出乎蕭雨意外的是,今天和李令月依舊是走的側門,卻沒有見到袁厚開著他自己那輛車出現。
蕭雨走進教室,便聽到一陣竊竊私語的聲音。
「知道嗎,這就是蕭雨。好帥啊。」
「就是他呀,金主啊,年少多金,要不商量商量讓他包了我吧。」
「呸!你看你長得那個倭瓜臉,他能看得上你?別作夢了。就算是包養,也得包養我這樣的。」
「你那茄子臉……不是,說你茄子臉,都侮辱了茄子,姐姐你這是正宗的鞋拔子臉啊……」
不知道多少道目光,蹭蹭的射了過來,女生的眼裡,嘩啦啦的全是小星星,空氣中瀰漫的,也都是曖昧的眼神。

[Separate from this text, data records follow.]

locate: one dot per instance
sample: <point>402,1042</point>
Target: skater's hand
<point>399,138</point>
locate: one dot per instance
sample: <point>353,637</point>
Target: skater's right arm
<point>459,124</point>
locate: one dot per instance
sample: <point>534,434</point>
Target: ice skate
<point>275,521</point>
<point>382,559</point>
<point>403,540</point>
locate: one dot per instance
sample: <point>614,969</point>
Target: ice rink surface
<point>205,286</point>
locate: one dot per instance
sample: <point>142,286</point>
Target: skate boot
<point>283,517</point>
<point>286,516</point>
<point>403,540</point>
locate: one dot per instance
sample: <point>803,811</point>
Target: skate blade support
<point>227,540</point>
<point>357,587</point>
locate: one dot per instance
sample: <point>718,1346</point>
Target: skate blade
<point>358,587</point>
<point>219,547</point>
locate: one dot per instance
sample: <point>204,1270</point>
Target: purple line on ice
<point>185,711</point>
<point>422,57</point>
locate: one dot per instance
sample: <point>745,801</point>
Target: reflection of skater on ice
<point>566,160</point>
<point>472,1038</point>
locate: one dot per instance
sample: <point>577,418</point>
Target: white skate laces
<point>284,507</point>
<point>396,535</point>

蕭雨邁著四方步,一步三晃的穿過無數艷羨的目光,來到白展計身邊,找了個座位坐下。白展計正拿著自己那個蘋果手機擺弄著看照片,蕭雨掃了一眼,發現全是程馮馮的。有正面的,有側面的,甚至還有兩張是背影照。
蕭雨道:「超級女生,想上就上。手快有,手慢無。」
「精闢!」白展計說道。「草,老大就是老大,人家是想唱就唱,你這裡是想上就上,真是格調高雅,非同一般。也還別說,老大你真有這個能力,你看咱們班的女生,哪一個看你的眼神不是色迷迷的等著上——當然,我的程馮馮除外。」
「哪有那麼誇張,沒幾個女生看我。我長得又不帥。——我就覺得,除了程馮馮多看了我兩眼,別人真就還沒注意。」蕭雨笑著說道。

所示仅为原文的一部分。